"No one could accuse you of being either tongue-tied or missish to-night. You are quite matronly in that black gown."
"Oh, I love to hear about the big things that go on," she said enthusiastically, if irrelevantly, "but men will never talk to me about them. All my life, whenever I'd try really to talk sense to a man, he'd say, 'What wonderful eyes you have,' showing that he hadn't heard one word I'd been saying. They always seem to think that I expect them to tell me how lovely I am.

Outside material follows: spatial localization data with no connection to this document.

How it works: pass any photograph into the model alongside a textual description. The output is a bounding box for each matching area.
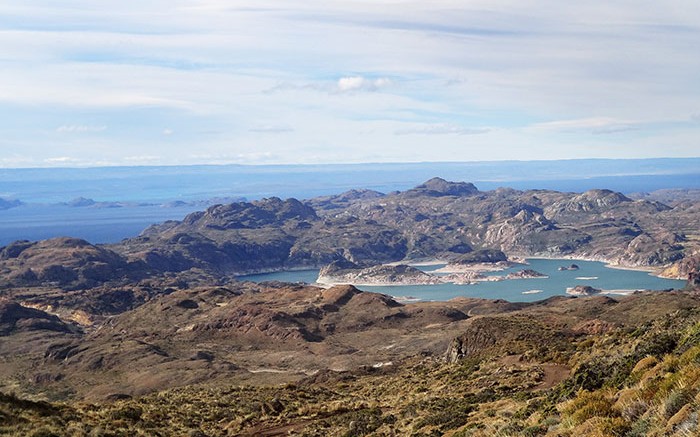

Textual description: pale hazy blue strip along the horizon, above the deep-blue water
[0,158,700,203]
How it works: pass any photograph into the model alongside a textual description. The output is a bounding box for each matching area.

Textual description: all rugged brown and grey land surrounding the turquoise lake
[0,179,700,436]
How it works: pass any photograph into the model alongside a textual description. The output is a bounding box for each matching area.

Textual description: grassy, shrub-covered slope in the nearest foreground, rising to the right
[0,292,700,436]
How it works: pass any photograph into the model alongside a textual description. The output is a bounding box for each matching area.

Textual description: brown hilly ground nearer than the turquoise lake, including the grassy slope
[0,284,700,436]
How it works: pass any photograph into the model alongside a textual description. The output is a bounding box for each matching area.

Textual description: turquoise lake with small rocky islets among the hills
[239,259,685,302]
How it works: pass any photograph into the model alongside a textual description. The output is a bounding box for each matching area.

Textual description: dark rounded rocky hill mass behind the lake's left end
[121,198,407,274]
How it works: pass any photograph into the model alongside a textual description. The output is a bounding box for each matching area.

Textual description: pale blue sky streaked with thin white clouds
[0,0,700,168]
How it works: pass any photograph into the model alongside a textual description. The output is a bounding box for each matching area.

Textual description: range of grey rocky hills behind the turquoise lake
[85,178,700,282]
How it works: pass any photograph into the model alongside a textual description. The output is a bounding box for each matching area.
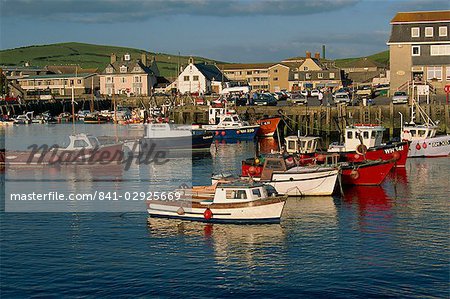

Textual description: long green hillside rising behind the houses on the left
[0,43,223,77]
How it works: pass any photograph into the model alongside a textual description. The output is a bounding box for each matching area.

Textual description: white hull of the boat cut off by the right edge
[408,135,450,158]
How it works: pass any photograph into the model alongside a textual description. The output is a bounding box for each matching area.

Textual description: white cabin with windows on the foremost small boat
[209,182,269,203]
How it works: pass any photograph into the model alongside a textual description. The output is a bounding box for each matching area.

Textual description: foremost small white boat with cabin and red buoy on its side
[147,182,286,224]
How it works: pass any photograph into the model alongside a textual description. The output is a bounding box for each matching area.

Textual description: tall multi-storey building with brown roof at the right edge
[387,10,450,94]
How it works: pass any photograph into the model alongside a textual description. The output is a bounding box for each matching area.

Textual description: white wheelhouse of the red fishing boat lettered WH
[328,124,385,152]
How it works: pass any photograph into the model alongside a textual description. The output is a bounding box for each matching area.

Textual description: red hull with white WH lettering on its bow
[340,141,409,167]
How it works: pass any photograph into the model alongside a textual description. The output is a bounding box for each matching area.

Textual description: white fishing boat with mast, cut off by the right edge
[400,100,450,157]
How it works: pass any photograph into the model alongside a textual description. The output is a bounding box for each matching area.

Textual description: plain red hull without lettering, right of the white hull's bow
[341,160,395,185]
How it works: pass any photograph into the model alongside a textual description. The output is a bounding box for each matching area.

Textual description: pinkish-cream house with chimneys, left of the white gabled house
[100,53,159,96]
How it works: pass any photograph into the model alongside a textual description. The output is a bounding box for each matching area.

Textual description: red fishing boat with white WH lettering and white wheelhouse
[328,124,409,167]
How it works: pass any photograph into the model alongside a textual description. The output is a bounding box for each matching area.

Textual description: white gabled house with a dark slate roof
[176,57,228,94]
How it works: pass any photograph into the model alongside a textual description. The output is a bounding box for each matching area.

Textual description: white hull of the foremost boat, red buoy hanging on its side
[147,197,286,224]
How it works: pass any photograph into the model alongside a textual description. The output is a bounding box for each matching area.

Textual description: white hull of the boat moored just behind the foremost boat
[254,168,339,196]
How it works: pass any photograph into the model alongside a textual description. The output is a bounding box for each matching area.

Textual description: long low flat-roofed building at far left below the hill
[17,73,99,97]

It's the curse of the pretty woman."
"Oh, well, console yourself," he said carelessly. "There are prettier women in the world than you, quantities of them!"
"I—I—suppose so." Dita had rarely been so taken aback. She looked at him a moment like some insulted queen. His eyes, however, were discreetly downcast. "Oh, of course," she said as quickly as she could recover her breath, "of course," her laugh was forced and rang hollowly.
"Oh, yes, don't let your beauty get on your nerves. The world is full of beautiful women. My new amulet—I told you that I had a new one, did I not?—was given me by one of the most beautiful women I ever saw. I have her picture somewhere. I must show it to you."
Mr. Cresswell Hepworth was entirely without design in his choice of topics. He had spoken of some of his great western enterprises because his mind had been more or less occupied with them during the day, and had been so surprised and pleased that these subjects had gained his wife's interests that he had continued the discussion of them. Again, in his seeming disparagement of her beauty, he had merely thought to console her for what she regarded as the constant belittling of her mental endowment, evidently a sore spot in her consciousness.
Dita played with her fork a moment without answering his last remark. She had no right to feel either resentment or irritation. Her sense of justice assured her of that, but she suffered a twinge of both emotions, nevertheless.
"Wallace Martin tells me that good old Hewston made an awful scene when those distorted pictures of Fuschia Fleming and myself appeared in the paper." Hepworth laughed more heartily than usual.
"Oh, do not mention that unspeakable old creature!" she cried petulantly. "Tell me of more interesting things."
"Dita," he spoke to her more earnestly, more self-revealingly she felt than he had ever done before, "I am going to tell you something. When I went west last winter, it was not alone because I was called thither by various business affairs, but because, after thinking the matter all over, I definitely decided that the only thing for me to do was to relieve you of my presence. I was convinced that, although you might not be fully conscious of it, still in the depths of your heart you really loved Gresham. I was also convinced that I loved you infinitely, and that it was quite beyond my power to interest you. But since my return I find myself at sea. The moment I saw you I saw the difference in you, the change that made me revise my former crude, stupid estimates of you. I realize that you are the sort of woman who must have an object, a purpose in life, an expression; in fact, that you set little store by the beauty others praise extravagantly, because it has always been yours. You value it no more than one values the sun and wind. It is achievement that fascinates you, isn't it?"